Who would have thought that “watching paint dry” would be so fascinating? Jenison spent more than five years on this project. Among other things, he learned to speak and read Dutch, he researched all the elements of the painting he chose (the paint itself, the light, the setting, the costumes, the furniture). He learned how to replicate all the elements which appear in Vermeer’s original, and then reproduced them in his San Antonio, Texas studio. Ultimately, he undertook the painstaking task of using his mirror device to paint the painting. All the time encouraged by Penn and Teller. Artist David Hockney (Secret Knowledge: Rediscovering the Lost Techniques of the Old Masters, 2006) and art historian Professor Phillip Steadman (Vermeer’s Camera: Uncovering the Truth behind the Masterpieces, 2001) appear in the film to evaluate how Jenison takes their ideas, adds to them, and puts their theories into practice.

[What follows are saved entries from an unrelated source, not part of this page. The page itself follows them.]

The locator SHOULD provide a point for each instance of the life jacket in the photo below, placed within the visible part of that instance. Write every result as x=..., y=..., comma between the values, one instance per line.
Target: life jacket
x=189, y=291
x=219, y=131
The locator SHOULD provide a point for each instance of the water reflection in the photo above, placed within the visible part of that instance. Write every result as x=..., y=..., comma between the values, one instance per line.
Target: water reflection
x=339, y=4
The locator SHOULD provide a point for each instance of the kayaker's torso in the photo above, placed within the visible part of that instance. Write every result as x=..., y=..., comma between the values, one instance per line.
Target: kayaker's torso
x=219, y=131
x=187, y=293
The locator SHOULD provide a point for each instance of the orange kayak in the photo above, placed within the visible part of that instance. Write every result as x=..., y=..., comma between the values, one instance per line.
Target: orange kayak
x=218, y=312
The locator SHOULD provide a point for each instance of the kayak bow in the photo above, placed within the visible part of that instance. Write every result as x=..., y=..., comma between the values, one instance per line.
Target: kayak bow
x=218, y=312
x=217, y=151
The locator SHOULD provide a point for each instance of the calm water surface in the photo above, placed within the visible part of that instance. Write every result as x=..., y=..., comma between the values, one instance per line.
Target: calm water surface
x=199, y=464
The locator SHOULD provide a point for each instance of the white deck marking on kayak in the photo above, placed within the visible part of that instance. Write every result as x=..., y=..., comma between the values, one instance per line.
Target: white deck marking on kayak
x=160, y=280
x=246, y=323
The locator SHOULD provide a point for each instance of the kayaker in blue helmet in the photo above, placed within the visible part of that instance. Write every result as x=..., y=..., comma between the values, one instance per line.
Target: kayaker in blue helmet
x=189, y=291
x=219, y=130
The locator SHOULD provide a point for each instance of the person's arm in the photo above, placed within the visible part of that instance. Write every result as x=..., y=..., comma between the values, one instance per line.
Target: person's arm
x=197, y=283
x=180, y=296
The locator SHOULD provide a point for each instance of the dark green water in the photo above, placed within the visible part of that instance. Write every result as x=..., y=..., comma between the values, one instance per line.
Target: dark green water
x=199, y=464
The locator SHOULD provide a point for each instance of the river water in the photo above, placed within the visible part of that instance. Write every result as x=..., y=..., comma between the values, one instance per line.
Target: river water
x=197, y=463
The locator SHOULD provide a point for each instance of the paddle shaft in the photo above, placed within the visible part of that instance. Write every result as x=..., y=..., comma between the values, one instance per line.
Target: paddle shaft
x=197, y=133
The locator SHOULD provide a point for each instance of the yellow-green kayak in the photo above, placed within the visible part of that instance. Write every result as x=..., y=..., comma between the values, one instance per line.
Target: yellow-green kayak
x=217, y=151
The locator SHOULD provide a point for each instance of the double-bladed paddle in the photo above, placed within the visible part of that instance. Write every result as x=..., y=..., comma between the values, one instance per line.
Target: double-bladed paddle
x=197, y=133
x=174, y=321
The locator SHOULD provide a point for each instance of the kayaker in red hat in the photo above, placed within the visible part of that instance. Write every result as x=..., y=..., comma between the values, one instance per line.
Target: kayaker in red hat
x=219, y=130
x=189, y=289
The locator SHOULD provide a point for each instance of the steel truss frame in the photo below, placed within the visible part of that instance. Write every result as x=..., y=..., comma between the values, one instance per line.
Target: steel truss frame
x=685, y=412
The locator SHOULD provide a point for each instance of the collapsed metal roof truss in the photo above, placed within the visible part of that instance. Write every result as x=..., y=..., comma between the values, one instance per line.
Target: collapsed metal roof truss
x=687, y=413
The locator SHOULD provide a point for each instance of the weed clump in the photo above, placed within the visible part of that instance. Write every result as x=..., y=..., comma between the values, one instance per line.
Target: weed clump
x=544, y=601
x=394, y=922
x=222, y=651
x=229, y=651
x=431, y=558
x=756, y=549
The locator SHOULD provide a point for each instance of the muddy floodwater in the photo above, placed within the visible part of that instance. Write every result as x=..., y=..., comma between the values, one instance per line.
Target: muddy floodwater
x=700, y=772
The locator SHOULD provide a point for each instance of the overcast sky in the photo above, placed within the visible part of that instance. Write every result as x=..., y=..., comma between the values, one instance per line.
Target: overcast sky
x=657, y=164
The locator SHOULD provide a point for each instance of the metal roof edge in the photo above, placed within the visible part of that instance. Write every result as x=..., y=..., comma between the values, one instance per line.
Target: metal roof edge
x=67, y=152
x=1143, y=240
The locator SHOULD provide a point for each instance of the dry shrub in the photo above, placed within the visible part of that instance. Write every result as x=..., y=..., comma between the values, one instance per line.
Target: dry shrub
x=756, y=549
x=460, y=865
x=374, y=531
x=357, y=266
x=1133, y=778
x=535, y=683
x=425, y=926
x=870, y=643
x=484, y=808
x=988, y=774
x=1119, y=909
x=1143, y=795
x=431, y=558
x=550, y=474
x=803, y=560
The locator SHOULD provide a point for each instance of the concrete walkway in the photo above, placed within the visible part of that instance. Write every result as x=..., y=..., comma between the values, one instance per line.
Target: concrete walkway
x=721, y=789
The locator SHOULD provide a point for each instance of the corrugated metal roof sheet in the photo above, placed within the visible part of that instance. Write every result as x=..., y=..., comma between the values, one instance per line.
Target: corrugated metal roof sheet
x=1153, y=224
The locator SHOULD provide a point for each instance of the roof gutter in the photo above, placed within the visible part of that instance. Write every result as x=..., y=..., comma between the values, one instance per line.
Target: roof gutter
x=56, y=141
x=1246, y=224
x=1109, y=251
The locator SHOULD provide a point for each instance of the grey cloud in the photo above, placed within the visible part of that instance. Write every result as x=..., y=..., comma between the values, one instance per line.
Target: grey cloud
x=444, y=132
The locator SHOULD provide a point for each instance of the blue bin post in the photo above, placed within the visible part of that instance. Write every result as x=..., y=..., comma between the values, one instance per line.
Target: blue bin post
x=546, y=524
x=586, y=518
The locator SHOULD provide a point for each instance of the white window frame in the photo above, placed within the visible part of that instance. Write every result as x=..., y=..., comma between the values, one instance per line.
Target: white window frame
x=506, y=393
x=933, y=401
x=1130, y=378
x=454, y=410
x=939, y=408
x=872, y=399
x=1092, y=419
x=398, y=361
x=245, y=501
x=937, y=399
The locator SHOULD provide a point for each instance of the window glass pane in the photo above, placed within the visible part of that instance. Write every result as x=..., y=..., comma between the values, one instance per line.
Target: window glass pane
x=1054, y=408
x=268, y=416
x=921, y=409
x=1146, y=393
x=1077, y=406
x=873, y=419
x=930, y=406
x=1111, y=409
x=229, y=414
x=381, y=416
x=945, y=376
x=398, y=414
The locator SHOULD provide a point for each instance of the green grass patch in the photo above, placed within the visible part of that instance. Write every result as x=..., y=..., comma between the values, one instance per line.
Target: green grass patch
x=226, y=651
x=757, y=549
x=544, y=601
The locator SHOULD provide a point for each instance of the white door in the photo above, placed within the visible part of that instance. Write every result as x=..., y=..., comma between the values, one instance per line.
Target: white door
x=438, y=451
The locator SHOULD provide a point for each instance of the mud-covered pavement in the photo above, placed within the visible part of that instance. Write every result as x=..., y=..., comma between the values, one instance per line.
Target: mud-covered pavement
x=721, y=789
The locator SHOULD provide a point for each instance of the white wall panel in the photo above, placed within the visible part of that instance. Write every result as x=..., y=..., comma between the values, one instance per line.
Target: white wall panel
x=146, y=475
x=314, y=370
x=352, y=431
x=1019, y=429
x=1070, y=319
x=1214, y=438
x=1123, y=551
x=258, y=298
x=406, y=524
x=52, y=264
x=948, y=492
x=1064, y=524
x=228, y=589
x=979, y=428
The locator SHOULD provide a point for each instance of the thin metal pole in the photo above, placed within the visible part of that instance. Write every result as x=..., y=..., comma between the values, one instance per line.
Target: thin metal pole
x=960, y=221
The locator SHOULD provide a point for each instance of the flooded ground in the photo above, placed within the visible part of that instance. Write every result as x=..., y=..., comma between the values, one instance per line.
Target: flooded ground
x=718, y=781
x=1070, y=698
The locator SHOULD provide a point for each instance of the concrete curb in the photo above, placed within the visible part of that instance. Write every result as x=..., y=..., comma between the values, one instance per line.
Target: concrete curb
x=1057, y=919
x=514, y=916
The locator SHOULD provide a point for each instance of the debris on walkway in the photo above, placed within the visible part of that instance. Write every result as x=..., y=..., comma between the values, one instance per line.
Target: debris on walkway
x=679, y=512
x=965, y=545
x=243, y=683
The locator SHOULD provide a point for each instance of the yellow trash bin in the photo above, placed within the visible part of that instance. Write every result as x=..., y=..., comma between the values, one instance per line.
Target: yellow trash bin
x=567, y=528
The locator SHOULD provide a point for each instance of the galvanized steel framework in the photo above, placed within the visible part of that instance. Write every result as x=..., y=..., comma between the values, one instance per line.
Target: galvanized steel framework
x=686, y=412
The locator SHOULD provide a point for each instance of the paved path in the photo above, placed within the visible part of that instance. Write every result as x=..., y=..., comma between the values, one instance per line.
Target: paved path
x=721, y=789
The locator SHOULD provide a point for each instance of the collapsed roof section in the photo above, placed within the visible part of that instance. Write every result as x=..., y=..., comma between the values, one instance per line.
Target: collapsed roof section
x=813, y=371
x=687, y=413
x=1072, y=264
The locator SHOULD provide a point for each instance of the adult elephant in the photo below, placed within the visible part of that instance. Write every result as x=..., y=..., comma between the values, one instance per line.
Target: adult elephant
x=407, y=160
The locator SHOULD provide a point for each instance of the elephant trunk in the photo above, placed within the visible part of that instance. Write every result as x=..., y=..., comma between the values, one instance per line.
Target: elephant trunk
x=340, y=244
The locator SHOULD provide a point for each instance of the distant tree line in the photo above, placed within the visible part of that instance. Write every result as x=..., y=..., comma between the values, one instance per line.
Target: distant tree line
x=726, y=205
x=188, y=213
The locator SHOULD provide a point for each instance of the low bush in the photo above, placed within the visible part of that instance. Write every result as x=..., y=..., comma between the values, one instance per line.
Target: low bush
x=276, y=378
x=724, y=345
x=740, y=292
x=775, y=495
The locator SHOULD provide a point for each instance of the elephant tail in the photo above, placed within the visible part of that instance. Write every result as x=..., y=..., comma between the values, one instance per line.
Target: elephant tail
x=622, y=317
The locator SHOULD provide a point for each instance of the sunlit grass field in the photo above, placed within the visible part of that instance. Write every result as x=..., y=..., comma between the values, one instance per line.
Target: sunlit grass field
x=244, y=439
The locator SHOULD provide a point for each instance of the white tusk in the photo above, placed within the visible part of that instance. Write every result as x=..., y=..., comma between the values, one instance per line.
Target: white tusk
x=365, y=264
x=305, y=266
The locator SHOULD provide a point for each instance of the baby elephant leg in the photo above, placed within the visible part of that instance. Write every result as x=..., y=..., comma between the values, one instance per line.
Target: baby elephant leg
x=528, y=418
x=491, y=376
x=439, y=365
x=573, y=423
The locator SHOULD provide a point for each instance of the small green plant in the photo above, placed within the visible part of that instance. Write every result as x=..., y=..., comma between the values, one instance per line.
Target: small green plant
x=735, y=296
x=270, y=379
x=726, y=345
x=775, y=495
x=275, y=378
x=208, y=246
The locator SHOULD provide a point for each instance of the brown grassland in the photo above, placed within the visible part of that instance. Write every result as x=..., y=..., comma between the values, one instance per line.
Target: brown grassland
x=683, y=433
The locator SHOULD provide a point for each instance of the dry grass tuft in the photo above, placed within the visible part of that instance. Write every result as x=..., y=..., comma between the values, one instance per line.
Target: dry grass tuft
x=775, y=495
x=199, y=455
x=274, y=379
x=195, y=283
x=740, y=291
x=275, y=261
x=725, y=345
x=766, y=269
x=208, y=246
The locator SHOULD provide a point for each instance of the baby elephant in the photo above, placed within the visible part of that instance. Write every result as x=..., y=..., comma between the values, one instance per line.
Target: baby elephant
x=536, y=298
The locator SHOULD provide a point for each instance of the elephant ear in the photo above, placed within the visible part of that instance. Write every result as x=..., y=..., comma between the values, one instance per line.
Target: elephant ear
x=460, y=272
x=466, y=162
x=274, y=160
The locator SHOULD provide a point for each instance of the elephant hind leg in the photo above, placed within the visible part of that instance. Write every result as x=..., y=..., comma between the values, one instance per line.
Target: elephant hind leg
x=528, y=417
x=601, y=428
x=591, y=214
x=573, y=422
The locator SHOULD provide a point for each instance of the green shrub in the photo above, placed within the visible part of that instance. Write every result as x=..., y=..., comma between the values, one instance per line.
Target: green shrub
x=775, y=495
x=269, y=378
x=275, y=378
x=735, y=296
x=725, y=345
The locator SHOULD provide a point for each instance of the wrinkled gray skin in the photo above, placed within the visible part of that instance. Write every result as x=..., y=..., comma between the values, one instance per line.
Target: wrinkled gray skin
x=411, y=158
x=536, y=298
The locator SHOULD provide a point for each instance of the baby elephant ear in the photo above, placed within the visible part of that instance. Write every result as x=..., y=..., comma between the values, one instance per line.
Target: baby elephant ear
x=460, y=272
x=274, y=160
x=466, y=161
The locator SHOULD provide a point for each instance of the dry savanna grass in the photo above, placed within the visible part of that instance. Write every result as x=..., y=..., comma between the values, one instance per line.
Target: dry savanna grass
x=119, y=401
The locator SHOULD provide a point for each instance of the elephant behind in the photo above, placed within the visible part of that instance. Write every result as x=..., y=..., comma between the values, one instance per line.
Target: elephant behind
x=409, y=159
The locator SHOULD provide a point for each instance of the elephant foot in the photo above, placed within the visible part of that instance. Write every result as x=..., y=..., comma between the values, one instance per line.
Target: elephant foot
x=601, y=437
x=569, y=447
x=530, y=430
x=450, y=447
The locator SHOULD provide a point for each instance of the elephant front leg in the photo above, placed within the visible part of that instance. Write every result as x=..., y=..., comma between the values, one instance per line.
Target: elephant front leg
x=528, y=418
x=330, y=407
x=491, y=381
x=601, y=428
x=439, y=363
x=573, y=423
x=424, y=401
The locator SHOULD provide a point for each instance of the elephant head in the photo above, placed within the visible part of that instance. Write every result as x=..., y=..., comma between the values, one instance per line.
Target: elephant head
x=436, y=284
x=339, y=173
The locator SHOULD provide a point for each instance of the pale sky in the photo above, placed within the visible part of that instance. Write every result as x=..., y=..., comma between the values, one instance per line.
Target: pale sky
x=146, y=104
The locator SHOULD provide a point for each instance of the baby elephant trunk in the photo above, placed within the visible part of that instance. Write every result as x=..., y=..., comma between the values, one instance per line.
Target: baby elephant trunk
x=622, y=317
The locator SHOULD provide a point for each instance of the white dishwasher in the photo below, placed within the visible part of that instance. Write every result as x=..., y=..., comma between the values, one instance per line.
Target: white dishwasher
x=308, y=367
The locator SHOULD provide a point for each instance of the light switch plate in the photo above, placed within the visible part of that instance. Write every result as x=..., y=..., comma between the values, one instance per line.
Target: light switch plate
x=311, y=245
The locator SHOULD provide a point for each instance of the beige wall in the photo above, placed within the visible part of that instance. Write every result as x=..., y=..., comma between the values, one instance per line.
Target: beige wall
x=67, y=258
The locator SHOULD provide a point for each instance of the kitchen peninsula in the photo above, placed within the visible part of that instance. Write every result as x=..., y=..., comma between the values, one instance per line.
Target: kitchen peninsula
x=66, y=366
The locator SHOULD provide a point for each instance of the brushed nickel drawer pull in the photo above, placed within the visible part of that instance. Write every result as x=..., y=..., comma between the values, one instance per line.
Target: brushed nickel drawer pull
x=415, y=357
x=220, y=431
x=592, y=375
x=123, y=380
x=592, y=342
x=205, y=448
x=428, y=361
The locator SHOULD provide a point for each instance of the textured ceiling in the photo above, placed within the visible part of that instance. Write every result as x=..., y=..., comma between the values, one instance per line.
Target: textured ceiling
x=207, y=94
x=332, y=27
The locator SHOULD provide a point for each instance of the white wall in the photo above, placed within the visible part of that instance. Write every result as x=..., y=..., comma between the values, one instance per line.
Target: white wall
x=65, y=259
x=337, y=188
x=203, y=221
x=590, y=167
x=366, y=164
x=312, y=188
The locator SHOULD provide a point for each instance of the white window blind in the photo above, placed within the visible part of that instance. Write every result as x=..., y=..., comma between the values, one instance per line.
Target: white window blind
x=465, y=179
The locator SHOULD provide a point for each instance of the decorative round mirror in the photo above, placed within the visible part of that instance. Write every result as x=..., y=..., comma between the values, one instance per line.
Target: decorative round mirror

For anyone who has ever been awestruck by the luminosity of Vermeer’s paintings, this film will be fascinating. The film will be equally delightful for those who love a real story about real people, particularly about one of those rare people who actually act on their obsessions and ultimately achieve the unachievable. When Jenison appeared on stage for a Q and A session with Penn and Teller, at the film festival last September, he was besieged by admirers full of questions about what he had done. When we last saw him, he was trailing down a hallway at the Lightbox, his admirers in tow.
See the reviews in today’s papers. Chris Knight in the National Post and James Adams in The Globe and Mail are thoughtful and right on.